NATO's US-led force in Afghanistan will retrain its troops by December 5 on how to avoid civilian casualties following fresh deaths, President Hamid Karzai's office said Tuesday.

The move comes with NATO already facing uncomfortable fallout after an air strike killed 24 Pakistani troops near the Afghan border on Saturday.

Karzai's office quoted a letter from force commander US General John Allen saying he had issued orders "for all units to conduct retraining on our methods of employing force against insurgents while protecting Afghan civilians."

"No later than 5 December, units will confirm to me that they have complied with these orders," it said.

The letter released by Karzai's office quoted Allen as saying that he had "initiated aggressive action" across the alliance force to investigate incidents of civilian casualties and to ensure they do not reoccur.

The NATO-led International Security Assistance Force (ISAF) could not immediately confirm the letter but is due to hold a news conference later.

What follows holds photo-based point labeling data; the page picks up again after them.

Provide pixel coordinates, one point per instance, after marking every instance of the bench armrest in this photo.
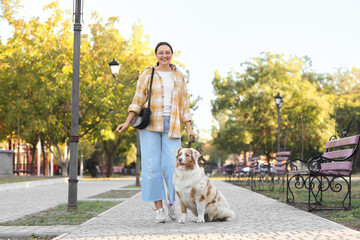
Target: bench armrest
(290, 164)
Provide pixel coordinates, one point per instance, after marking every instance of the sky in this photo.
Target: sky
(220, 35)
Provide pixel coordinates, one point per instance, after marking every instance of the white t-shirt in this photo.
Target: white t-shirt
(168, 83)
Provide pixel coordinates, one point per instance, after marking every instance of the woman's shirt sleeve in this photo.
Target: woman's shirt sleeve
(185, 114)
(140, 96)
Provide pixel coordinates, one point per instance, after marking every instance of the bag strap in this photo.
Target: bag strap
(152, 77)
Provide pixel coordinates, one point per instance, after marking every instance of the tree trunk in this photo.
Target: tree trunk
(45, 161)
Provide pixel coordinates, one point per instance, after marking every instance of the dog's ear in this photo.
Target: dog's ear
(177, 151)
(195, 153)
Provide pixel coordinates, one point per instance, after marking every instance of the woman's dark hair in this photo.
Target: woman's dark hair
(160, 44)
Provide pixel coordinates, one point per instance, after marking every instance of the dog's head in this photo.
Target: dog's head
(187, 158)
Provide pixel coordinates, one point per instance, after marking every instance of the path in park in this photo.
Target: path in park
(258, 217)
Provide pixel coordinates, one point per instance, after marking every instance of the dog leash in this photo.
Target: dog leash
(192, 140)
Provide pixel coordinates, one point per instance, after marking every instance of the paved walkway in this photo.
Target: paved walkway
(258, 217)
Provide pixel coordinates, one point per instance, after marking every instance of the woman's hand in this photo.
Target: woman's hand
(191, 133)
(122, 127)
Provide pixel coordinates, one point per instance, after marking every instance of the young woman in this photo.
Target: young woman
(159, 140)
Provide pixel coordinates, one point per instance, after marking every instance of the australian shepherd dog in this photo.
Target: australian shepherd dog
(195, 190)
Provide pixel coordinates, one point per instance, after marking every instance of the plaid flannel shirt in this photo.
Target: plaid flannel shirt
(180, 110)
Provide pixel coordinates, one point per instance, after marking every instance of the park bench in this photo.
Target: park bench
(279, 170)
(255, 173)
(329, 172)
(103, 169)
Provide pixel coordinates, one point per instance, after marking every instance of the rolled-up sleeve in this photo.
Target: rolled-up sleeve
(185, 108)
(140, 96)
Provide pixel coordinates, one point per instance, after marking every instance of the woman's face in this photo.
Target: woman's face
(164, 55)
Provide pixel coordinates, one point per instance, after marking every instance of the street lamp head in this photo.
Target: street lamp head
(114, 67)
(278, 100)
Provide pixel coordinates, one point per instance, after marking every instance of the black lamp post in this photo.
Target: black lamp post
(74, 136)
(278, 101)
(114, 68)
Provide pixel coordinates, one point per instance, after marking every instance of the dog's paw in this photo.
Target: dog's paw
(182, 219)
(200, 220)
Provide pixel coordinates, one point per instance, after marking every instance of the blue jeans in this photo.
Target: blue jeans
(158, 161)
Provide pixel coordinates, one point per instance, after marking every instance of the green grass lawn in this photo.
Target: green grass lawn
(61, 216)
(14, 179)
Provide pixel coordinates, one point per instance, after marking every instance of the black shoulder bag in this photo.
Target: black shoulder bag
(142, 120)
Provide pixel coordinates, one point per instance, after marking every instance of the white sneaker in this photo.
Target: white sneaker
(160, 216)
(172, 212)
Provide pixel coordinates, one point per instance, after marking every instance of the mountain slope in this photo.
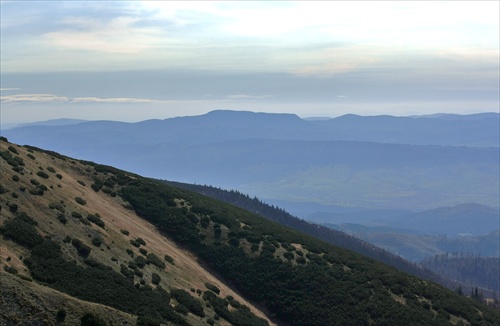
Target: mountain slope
(297, 279)
(58, 215)
(362, 162)
(444, 130)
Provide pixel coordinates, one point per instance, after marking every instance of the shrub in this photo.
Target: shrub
(13, 150)
(90, 319)
(82, 249)
(61, 315)
(140, 261)
(96, 220)
(169, 259)
(22, 230)
(80, 201)
(13, 208)
(212, 287)
(153, 259)
(10, 269)
(135, 243)
(42, 174)
(96, 241)
(155, 279)
(62, 218)
(147, 321)
(187, 300)
(76, 215)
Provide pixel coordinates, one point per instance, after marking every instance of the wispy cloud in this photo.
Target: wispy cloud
(45, 98)
(40, 98)
(9, 89)
(247, 97)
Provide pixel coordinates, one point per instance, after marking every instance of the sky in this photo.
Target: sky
(138, 60)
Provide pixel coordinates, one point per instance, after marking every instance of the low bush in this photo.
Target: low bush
(42, 174)
(80, 201)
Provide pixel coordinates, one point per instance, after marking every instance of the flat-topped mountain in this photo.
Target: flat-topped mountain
(375, 162)
(87, 243)
(447, 130)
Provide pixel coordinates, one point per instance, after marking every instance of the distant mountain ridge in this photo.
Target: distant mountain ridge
(446, 130)
(124, 249)
(369, 162)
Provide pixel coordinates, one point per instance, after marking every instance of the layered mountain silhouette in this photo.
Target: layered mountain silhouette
(85, 243)
(377, 162)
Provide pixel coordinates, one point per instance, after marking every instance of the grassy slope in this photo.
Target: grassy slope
(186, 274)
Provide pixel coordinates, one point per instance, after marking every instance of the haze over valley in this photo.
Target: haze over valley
(250, 162)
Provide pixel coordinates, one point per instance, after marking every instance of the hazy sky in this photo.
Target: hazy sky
(139, 60)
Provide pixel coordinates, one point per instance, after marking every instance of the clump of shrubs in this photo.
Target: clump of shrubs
(80, 200)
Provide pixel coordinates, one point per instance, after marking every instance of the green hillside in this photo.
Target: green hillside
(85, 251)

There are around 140,000 foreign troops fighting a 10-year, Taliban-led insurgency in Afghanistan, with around 100,000 from the United States.

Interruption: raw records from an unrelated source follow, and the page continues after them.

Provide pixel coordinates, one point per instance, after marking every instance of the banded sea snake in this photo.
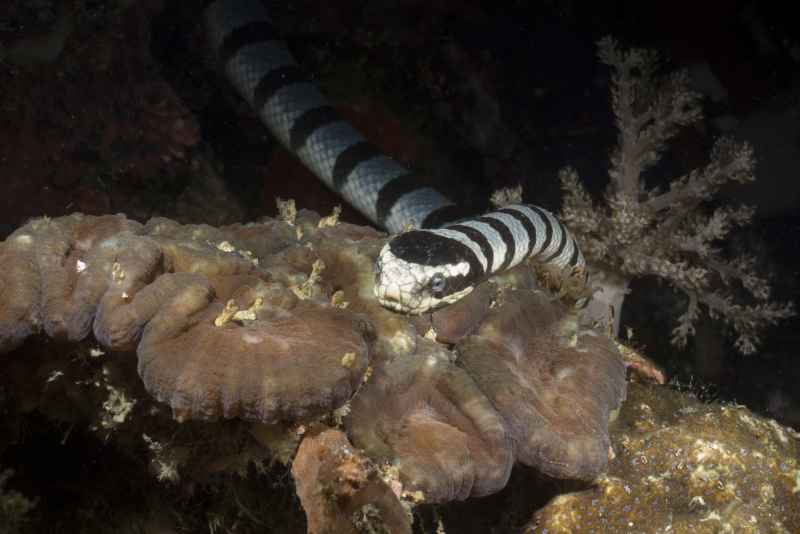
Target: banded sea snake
(444, 257)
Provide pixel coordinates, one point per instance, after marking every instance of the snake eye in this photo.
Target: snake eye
(438, 285)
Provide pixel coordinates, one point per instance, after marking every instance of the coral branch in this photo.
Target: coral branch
(644, 232)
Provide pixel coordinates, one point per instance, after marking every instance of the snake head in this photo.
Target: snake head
(420, 270)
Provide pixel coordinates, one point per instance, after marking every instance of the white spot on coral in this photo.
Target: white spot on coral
(251, 338)
(24, 239)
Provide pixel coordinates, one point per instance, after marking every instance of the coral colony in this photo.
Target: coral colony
(207, 360)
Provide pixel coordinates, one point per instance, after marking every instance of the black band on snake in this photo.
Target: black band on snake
(419, 270)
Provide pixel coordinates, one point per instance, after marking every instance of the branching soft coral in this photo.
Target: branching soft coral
(668, 234)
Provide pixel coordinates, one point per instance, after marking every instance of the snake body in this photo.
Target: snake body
(418, 270)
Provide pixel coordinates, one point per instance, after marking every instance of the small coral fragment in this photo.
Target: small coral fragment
(342, 491)
(426, 415)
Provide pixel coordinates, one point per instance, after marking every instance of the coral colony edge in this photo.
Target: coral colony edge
(302, 373)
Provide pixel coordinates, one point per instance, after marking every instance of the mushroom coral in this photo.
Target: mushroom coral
(275, 322)
(217, 335)
(554, 384)
(425, 414)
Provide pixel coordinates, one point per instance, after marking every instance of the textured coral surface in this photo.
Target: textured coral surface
(685, 466)
(275, 323)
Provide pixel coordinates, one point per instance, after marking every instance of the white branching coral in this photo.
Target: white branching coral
(669, 234)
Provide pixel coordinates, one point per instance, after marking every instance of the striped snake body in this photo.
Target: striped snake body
(418, 270)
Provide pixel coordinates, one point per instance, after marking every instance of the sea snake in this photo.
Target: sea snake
(445, 256)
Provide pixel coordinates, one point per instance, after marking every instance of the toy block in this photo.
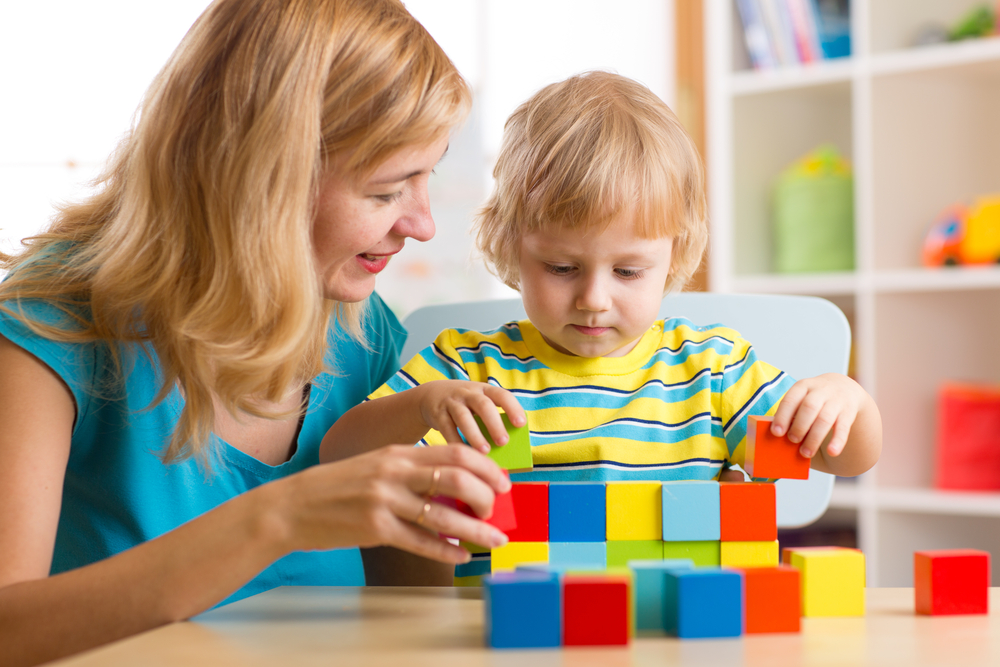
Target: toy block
(620, 552)
(690, 511)
(577, 512)
(703, 602)
(770, 456)
(833, 581)
(579, 554)
(531, 510)
(786, 553)
(703, 553)
(515, 456)
(772, 599)
(523, 610)
(503, 517)
(597, 609)
(952, 581)
(649, 577)
(749, 554)
(748, 512)
(634, 511)
(512, 554)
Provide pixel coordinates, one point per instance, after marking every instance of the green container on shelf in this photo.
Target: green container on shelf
(814, 214)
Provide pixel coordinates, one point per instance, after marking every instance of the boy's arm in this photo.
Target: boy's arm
(405, 417)
(836, 422)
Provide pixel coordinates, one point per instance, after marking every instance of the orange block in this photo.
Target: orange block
(772, 599)
(748, 512)
(769, 456)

Pakistan has cut off crucial supply routes to ISAF forces in Afghanistan in retaliation for Saturday's deadly cross-border air strike.

The issue of civilian casualties has repeatedly cropped up in the 10-year war in Afghanistan, fuelling tensions between Karzai and his Western backers.

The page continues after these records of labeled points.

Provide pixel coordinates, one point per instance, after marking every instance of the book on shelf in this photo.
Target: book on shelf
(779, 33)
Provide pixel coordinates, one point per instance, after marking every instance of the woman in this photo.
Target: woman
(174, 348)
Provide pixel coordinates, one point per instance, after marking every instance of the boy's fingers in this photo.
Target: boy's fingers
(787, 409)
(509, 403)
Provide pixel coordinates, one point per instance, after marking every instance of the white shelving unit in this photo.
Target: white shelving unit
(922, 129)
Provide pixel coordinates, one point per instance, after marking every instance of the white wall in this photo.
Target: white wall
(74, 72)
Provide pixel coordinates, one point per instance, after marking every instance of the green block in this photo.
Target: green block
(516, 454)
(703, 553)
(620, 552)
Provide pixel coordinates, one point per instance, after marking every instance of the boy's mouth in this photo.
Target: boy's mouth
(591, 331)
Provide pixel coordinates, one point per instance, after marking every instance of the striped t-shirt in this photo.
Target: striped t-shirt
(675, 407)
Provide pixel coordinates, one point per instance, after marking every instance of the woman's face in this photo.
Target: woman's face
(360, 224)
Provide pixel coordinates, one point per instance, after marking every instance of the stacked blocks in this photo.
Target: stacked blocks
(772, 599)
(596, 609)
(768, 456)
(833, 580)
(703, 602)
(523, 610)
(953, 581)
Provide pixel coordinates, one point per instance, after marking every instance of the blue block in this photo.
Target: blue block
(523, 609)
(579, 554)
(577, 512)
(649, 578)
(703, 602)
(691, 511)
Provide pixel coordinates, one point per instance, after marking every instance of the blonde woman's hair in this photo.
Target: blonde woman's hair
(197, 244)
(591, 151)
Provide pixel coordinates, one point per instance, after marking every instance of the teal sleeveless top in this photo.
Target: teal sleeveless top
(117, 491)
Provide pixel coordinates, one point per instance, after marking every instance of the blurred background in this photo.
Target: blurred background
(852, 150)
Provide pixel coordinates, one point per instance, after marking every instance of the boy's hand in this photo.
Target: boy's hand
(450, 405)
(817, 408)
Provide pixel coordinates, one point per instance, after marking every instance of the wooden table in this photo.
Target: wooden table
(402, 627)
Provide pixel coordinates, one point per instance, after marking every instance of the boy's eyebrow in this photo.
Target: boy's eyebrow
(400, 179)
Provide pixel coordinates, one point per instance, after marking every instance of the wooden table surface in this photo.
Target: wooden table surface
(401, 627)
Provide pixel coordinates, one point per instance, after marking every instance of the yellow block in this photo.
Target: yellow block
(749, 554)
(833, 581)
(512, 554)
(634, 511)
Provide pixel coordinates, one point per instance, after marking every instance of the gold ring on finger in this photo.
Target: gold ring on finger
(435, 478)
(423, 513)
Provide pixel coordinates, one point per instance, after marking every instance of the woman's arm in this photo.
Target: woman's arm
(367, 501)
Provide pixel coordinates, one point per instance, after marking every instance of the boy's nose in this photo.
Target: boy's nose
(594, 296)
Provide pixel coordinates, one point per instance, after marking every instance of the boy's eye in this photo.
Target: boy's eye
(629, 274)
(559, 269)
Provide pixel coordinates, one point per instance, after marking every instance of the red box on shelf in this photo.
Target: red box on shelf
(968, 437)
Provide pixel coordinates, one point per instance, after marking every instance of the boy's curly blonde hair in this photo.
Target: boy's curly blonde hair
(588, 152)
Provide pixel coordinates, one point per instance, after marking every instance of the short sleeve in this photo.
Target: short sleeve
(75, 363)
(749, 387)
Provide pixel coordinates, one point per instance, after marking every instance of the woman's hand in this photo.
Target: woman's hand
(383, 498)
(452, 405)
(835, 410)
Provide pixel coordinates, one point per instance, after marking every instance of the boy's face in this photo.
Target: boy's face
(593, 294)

Foreign troop commanders say the Taliban and other insurgents frequently hide among the local population in a bid to protect themselves, but forces operate under strict rules of engagement meant to minimise civilian casualties.

Karzai last week accused ISAF of killing seven people including six children in an air strike in Zhari district of the southern province of Kandahar.

On Sunday in the same district, three women died while one child and another woman were wounded when a coalition forces' mortar bomb hit a civilian house, the Kandahar governor's spokesman Zalmai Ayoubi said.

ISAF said it did not have any immediate information on that incident.

Allen wrote in July that he expected "every member of ISAF to be seized with the intent to eliminate civilian casualties caused by ISAF."

Earlier this month, Afghan elders held a meeting to discuss a strategic partnership with the US which will govern Kabul's relations with Washington after 2014, when all foreign combat troops are due to leave.

The loya jirga's stipulations for the deal included that Afghan security forces should lead all military operations, NATO night raids must end and US citizens committing crimes on Afghan soil should not be immune from prosecution.